Underperforming assets
Fortress’s ongoing strategy of recycling underperforming assets has continued to deliver. During the current financial year, the group disposed of non-core properties with a combined book value of R1,39 billion, generating proceeds of R1,44 billion, representing a premium to book value of 3,0%. These proceeds have been reinvested into strategic logistics and retail developments, further enhancing the portfolio’s earnings potential.
Fortress has grown its operational solar PV capacity to 32,91MWac and targets 35,54MWac by 30 June 2025. From July 2024 to May 2025, solar energy generation nearly doubled year-on-year to approximately 39,765 MWh, demonstrating the positive impact of Fortress’s renewable energy rollout.
Fortress maintains a solid funding and liquidity position. In May 2025, the company raised R820 million under its DMTN programme and refinanced R4,2 billion in bank facilities at improved pricing.

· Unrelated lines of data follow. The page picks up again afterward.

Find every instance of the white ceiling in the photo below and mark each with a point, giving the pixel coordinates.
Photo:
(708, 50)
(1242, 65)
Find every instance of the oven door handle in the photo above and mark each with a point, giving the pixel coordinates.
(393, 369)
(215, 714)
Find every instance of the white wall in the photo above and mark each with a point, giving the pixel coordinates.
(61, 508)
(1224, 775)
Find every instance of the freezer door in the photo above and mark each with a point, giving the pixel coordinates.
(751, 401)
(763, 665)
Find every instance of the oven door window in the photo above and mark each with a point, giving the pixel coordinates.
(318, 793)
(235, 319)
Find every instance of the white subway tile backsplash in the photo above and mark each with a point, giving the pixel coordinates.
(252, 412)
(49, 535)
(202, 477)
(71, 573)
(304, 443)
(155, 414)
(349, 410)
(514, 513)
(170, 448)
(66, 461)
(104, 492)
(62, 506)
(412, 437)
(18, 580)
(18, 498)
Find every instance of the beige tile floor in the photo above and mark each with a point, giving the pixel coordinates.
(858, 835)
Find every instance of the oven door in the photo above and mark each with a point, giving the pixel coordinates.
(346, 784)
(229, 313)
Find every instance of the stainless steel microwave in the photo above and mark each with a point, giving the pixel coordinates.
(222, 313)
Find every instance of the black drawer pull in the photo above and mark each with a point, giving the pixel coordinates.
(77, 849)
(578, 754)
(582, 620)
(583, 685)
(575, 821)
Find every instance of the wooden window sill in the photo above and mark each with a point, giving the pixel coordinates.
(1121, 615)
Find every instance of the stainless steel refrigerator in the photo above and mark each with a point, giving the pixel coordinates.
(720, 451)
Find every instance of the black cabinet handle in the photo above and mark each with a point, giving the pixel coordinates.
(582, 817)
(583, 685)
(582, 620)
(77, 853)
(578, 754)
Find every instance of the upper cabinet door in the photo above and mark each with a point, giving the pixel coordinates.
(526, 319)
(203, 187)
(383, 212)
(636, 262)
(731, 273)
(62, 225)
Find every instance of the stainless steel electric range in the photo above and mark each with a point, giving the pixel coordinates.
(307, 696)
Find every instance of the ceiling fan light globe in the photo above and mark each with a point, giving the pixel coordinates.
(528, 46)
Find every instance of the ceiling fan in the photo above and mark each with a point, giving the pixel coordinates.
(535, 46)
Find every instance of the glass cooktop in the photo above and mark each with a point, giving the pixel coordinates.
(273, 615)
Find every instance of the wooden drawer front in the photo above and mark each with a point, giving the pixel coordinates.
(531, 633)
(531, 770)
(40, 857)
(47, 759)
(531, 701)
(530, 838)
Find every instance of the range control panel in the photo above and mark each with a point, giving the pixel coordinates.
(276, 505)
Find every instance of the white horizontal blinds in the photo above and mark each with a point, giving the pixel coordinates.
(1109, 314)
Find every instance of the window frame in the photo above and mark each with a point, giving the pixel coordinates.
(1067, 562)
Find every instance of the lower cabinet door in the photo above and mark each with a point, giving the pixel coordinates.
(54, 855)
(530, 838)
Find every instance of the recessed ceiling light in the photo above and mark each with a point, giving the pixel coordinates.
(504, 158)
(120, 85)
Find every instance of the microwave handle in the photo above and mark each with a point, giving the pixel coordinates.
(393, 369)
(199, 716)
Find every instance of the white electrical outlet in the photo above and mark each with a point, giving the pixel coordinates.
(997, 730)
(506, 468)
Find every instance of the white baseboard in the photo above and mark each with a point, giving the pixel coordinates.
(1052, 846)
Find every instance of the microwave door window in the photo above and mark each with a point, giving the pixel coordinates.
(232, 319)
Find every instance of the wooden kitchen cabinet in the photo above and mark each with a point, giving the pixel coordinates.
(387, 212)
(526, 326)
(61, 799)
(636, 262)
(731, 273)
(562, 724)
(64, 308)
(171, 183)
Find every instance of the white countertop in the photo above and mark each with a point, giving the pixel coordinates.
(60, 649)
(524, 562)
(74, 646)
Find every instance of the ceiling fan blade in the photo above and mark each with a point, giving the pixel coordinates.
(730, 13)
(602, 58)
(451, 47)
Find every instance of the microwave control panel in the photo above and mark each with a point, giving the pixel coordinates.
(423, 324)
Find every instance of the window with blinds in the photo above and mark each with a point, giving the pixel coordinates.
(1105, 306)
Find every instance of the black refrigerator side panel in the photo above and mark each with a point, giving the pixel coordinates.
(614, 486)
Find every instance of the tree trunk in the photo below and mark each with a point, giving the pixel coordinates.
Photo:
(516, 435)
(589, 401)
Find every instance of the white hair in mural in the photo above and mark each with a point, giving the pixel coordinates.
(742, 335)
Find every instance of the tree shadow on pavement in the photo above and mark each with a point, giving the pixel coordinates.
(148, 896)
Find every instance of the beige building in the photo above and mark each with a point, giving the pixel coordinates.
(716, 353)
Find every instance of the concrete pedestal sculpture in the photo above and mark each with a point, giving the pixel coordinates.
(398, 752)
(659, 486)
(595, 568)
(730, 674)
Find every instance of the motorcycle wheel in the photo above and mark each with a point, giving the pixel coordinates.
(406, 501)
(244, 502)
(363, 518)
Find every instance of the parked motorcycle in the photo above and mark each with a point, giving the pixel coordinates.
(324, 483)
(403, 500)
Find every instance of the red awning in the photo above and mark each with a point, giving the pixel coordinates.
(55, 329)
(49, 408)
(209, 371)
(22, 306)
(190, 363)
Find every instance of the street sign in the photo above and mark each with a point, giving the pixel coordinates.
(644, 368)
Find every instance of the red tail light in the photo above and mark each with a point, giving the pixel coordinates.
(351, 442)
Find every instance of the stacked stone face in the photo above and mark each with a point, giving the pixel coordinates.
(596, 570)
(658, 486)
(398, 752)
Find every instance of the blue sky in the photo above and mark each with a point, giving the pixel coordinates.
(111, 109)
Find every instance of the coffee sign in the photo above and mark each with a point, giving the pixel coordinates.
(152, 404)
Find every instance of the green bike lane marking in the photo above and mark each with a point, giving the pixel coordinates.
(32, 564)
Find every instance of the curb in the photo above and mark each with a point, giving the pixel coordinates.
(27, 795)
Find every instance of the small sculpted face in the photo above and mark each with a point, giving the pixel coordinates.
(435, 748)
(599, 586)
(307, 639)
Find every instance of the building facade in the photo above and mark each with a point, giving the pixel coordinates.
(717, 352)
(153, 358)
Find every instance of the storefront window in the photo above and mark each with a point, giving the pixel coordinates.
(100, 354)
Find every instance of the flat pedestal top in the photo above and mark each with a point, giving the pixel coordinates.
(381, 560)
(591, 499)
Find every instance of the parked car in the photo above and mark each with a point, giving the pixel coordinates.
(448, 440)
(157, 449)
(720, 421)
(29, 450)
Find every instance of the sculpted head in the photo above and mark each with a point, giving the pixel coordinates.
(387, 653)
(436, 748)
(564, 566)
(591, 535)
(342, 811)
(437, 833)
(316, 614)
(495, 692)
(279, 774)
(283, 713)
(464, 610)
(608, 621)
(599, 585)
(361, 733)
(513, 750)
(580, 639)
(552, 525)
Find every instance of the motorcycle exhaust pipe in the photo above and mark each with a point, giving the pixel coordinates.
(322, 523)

The group’s balance sheet remains strong with R5 billion in cash and available facilities and a loan-to-value ratio of 39,8%, comfortably within covenant limits.
“Fortress remains focused on enhancing its core portfolio’s quality and earnings capacity while progressing development activity, keeping our vacancies low and optimising capital allocation. These efforts are expected to continue driving growth in distributable earnings and delivering long-term value to shareholders,” concluded Brown.
Top picture: Cornubia Ridge Logistics Park.